Provavelmente por isso seu trabalho tenha sido capaz de despertar paixões, determinar vocações e continua intenso e cativante passados mais de sessenta anos desde sua aparição inicial. Prova disso é a revalorização que vem ganhando desde o início da década de 90 até hoje em seu país de origem, com a produção de documentários, estudos, dissertações e novas edições do poeta, malgrado um ambiente nem sempre favorável à sua recepção.

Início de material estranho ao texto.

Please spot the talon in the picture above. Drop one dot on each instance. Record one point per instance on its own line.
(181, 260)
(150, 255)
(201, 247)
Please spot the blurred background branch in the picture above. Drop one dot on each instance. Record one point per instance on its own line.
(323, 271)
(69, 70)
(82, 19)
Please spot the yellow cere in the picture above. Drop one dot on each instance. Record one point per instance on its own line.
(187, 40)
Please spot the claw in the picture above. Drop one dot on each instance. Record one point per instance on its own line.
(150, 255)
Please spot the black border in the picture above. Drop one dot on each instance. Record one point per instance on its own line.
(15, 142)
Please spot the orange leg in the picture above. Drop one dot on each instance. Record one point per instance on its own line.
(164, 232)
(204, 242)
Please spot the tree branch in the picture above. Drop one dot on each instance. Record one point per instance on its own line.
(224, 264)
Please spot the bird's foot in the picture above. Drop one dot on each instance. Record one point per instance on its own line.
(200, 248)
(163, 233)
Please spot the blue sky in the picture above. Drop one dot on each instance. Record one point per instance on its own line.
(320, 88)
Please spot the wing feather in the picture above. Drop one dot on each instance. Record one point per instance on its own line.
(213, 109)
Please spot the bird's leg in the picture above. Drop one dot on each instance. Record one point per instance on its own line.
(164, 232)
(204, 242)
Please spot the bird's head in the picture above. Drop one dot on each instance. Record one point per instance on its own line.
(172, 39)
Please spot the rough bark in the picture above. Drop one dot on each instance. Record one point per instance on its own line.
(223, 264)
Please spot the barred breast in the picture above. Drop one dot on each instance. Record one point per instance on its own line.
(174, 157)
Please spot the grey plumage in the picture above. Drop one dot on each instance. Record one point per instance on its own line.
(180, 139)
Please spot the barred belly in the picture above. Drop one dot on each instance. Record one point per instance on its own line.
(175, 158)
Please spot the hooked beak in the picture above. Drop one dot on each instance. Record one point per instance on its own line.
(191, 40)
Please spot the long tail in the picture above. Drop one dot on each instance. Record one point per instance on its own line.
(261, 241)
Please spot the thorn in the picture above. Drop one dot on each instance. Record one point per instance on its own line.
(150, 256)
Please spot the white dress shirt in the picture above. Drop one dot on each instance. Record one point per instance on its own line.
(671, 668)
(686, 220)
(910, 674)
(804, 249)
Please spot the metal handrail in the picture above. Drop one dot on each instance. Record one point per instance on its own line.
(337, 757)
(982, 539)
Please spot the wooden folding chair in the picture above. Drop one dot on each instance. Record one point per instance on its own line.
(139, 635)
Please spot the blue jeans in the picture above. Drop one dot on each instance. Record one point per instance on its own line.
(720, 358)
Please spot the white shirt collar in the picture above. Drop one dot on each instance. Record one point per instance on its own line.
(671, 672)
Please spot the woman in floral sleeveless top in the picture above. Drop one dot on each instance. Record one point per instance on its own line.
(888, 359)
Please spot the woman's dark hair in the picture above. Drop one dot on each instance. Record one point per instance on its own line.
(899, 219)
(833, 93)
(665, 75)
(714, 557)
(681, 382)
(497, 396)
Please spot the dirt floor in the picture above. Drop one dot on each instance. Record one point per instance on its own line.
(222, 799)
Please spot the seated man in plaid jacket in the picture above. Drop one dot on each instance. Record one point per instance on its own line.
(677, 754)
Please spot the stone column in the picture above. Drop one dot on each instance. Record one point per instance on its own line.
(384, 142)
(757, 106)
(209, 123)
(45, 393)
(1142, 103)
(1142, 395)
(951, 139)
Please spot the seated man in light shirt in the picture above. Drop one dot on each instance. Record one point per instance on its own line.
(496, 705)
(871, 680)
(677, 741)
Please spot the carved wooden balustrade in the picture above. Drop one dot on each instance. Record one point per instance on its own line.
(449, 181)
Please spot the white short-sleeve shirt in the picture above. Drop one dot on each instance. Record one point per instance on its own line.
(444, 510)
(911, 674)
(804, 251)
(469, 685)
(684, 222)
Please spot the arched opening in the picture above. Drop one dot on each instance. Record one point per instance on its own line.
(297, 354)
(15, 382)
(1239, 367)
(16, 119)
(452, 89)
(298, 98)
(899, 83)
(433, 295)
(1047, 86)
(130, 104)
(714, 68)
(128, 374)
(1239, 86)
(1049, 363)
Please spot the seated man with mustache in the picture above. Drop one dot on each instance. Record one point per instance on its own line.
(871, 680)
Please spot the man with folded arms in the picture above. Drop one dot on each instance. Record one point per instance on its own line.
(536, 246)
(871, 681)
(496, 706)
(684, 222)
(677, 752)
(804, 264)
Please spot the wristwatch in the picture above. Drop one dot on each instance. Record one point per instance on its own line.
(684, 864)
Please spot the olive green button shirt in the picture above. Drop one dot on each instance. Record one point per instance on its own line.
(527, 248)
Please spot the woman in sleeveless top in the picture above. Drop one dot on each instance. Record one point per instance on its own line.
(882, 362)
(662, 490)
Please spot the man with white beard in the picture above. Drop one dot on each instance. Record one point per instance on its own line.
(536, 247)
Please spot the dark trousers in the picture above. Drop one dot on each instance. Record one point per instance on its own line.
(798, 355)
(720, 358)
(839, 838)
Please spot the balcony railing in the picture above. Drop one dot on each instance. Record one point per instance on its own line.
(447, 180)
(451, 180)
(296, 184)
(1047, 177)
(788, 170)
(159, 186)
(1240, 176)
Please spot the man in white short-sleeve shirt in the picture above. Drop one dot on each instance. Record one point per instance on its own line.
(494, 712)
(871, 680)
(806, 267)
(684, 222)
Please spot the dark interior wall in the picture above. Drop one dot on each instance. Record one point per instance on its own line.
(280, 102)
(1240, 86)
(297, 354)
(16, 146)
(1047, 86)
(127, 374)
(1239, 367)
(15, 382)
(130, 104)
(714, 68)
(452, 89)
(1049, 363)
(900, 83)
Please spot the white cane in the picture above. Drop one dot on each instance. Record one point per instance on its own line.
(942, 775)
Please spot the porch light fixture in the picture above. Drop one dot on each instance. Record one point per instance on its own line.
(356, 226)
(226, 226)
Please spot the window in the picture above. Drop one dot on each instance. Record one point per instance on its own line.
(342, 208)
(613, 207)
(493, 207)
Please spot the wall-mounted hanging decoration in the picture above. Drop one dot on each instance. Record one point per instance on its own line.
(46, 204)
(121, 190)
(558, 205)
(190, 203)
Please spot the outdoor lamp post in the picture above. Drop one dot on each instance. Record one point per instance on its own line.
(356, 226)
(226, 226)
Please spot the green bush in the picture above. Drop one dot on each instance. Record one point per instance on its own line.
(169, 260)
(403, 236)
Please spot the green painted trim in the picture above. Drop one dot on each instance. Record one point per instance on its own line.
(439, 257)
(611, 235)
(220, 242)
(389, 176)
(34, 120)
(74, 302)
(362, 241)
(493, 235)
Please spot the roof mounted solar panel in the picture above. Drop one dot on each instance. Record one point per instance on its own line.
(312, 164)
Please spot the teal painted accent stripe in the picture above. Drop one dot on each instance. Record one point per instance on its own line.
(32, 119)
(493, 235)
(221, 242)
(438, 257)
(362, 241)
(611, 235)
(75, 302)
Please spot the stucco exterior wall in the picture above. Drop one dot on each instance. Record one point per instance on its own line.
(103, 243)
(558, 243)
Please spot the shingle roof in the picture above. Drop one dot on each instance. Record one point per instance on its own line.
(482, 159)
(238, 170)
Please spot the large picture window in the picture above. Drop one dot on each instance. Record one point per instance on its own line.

AFIADAS TESOURAS DA MENTE | Nascido em Greenwich Village, bairro artístico e boêmio de Nova York, Corso não teve uma vida fácil. Filho de imigrantes italianos pobres, sua mãe o abandonou antes de completar um ano de idade. Passou sua infância em orfanatos e lares adotivos. Teve educação básica e formação católica nas instituições e escolas dominicais por onde passou. Logo no princípio da adolescência foi das ruas às casas de detenção para menores, e destas à cadeia. Preso por roubo, cumpriu pena na prisão de Clinton dos 17 aos 20 anos, onde descobriu os livros e com eles a poesia, que viriam a alimentar sua já consolidada tendência de usar a imaginação para lidar com situações difíceis. Não por acaso, voos imaginários serão a tônica em inúmeros de seus poemas. Em Leitura de Poesia em Colúmbia – 1975, por exemplo, é convocado pela Musa ao parnaso para prestar contas sobre seu uso de drogas; ou em Bomba, onde imagina um “inferno para as bombas”, em que estas “sentam em pedaços e cantam canções” das nações que as haviam detonado.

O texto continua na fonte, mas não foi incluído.